Despite this variation, a number of generalized structural and glycan motifs have been identified in HIV-1 isolates from varying stages of disease progression. In the vast majority of heterosexual infection events (>80%), a single transmitted/founder (T/F) strain is responsible for the establishment of infection
[72][73][74][75][76]. For this reason, T/F strains are a prime target of interest for vaccines, microbicides, and pre- and post-exposure prophylactic measures. Cases involving multiple infecting strains are often tied to alternative transmission routes (such as intravenous drug use), or breakdown of mucosal barriers
[75][77][78]. These T/F strains have been shown to possess a number of characteristics that separate them from chronic isolates and may partially explain why they are effective at establishing infection. For instance, T/F viruses from clades A, C, and D have been shown to possess shorter V1V2 regions and a reduced number of occupied PNGSs compared to chronic isolates
[65][77][79][80][81][82][83][84]. Additionally, some clade B isolates have been shown to possess a shorter V5 region, as well as a V3 region that contains fewer occupied PNGSs and less positively charged residues
[77][81][85][86][87][88][89][90]. As these variable regions are commonly targeted by nAbs, their shortening presents fewer potential targets for the immune system
[91][92][93]. Due to their important roles in infection, many conserved sites (such as the CD4 and coreceptor binding sites) within these variable regions are rarely, if ever, directly occluded from immunological access via glycans. The lower PNGS occupancy observed in T/F viruses may reflect an adaptation to divert the immune response away from these crucial sites and onto residues in the vicinity of unoccupied PNGSs. Indeed, the earliest nAbs targeting T/F viruses are often specific for non-conserved residues within the variable regions of Env.

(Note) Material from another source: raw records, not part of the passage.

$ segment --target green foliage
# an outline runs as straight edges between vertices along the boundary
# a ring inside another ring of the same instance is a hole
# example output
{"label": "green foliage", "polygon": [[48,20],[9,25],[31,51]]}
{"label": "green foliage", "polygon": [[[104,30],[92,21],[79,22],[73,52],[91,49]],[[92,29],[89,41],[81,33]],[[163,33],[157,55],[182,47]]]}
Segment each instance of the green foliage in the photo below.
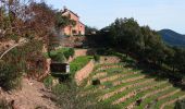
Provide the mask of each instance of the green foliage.
{"label": "green foliage", "polygon": [[[33,46],[34,45],[34,46]],[[42,65],[36,64],[41,57],[42,43],[30,40],[24,46],[16,47],[9,51],[0,62],[0,85],[5,89],[12,89],[21,86],[23,73],[40,73]],[[35,63],[36,65],[28,66]]]}
{"label": "green foliage", "polygon": [[65,50],[63,52],[63,55],[65,56],[66,59],[69,59],[70,57],[74,56],[74,48],[69,48],[69,50]]}
{"label": "green foliage", "polygon": [[18,68],[14,64],[0,62],[0,86],[5,90],[21,87],[21,76]]}
{"label": "green foliage", "polygon": [[0,109],[11,109],[11,106],[7,100],[0,99]]}
{"label": "green foliage", "polygon": [[85,66],[89,61],[91,57],[90,56],[84,56],[84,57],[77,57],[74,61],[70,63],[70,70],[72,75],[75,74],[78,70],[81,70],[83,66]]}
{"label": "green foliage", "polygon": [[123,57],[114,53],[124,61],[131,56],[137,60],[131,63],[140,62],[158,70],[168,70],[165,76],[176,76],[169,72],[185,74],[185,50],[166,46],[158,32],[149,26],[139,26],[134,19],[116,19],[96,35],[88,35],[86,41],[91,47],[102,48],[97,50],[98,55],[113,55],[112,48],[113,52],[125,53]]}
{"label": "green foliage", "polygon": [[96,78],[96,80],[91,81],[91,84],[92,85],[100,85],[101,83],[100,83],[100,80]]}
{"label": "green foliage", "polygon": [[51,88],[52,87],[52,82],[53,82],[54,77],[49,75],[47,76],[45,80],[44,80],[44,84],[45,84],[45,87],[47,88]]}
{"label": "green foliage", "polygon": [[63,52],[58,52],[55,56],[52,56],[51,59],[52,61],[61,62],[61,63],[64,62],[65,60]]}
{"label": "green foliage", "polygon": [[95,59],[95,61],[99,62],[100,61],[100,56],[99,55],[95,55],[94,59]]}
{"label": "green foliage", "polygon": [[47,58],[51,58],[53,61],[57,62],[64,62],[65,59],[74,56],[74,48],[61,48],[58,50],[52,50],[49,55],[45,55]]}
{"label": "green foliage", "polygon": [[185,100],[177,100],[174,109],[184,109],[184,108],[185,108]]}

Wagh et al. recently utilized a computational model in order to characterize the relationship between the completeness of the glycan shield at transmission and the development of nAbs
[51]. They found that a more complete glycan shield at transmission correlated with more rapid development of a broad nAb response. One possibility for this observation is that an increased initial PNGS occupancy represents fewer opportunities for escape. While not all escape mutations result in increased PNGS occupancy, we know that chronic isolates have more complete glycan shielding and a higher proportion of complex/hybrid glycans, suggesting a directionality to the process
[6][68][77][94][95][96][97]. Additionally, as PNGS become occupied by primarily high-mannose glycans, the virus becomes more susceptible to capture and degradation by the C-type lectin DC-SIGN on dendritic cells and macrophages
[49][98][99][100][101][102]. This leads to increased antigen presentation and therefore may increase the rate at which these rounds of escape and adaptation occur. Eventual increases in the proportions of complex/hybrid glycans decrease viral capture by DC-SIGN but are also temporally associated with the development of bnAbs
[49][103]. However, virus that does end up captured via this route is protected from degradation by these more mature glycans, resulting in increased levels of CD4+ T cell transinfection and thus representing an additional viral route of infection free of bnAb interference.
It is clear that the contribution of glycosylation at all stages of HIV-1 infection is great, and therefore, understanding the mechanisms governing it is going to be crucial to the development of an effective vaccine. Recently, the Env SP has been implicated as an important determining factor in this process.